Nettheim's movie is a hybrid – part wilderness adventure, part mystery and part domestic drama. It doesn't make for a particularly satisfying mix, but is watchable enough nonetheless. This is mainly thanks to Dafoe, a fine actor who holds all the elements together well here. His subdued countenance is just right as the stolid scientist on assignment to find a near extinct Tasmanian tiger. His ordered existence is rendered asunder with dilemmas he could not foresee.

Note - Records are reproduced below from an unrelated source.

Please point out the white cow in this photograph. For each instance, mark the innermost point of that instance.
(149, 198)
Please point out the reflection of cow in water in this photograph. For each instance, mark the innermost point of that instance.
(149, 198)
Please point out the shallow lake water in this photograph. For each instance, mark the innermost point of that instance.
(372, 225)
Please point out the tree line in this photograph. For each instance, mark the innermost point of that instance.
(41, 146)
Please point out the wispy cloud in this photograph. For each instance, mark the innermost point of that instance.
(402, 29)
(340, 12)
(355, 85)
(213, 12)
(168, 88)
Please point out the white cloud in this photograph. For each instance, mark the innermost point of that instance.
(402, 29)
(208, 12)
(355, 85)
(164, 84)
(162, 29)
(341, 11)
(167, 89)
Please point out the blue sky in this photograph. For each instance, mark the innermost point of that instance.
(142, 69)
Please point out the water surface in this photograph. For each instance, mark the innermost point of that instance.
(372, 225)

He takes lodging in the rough hewn Australian home of O'Connor and her two children. At first the two tykes seem to be fending for themselves as said mum is always asleep in bed. At least grizzled guide Sam Neill is on hand to offer some assistance, but he's somewhat of a shady character, knowing far more than he lets on. When Dafoe treks into the wilderness on his search for the tiger he encounters opposition from mysterious quarters. Who is out to stop him? His efforts are stymied at various times and he has to keep returning home where he bonds with the two children. Why has their father, a zoologist, disappeared?
Dafoe is a stalwart lead – subtle and commanding though he doesn't enliven proceedings with energy. His demeanour envelops the movie as a whole. It’s sombre and resolute, mildly intriguing but bereft of pace and tension. When violence finally erupts it lacks suspense. Director Nettheim seems half hearted in delivering the goods here but is more successful in delineating the psychological aspects – and his cast serve him well. O'Connor, whom I last saw in The Importance of Being Earnest 10 years ago, is believable as the troubled mother who has gone to pieces at the disappearance of her husband. Gradually she comes back to life and has an easy camaraderie with Davies and Woodlock as her offspring. Neill looks haggard and all the better for it, his sly laid back delivery perfect for the character's ambivalence.
A tactful affair then, devoid of thrills but done with care. Not bad at all.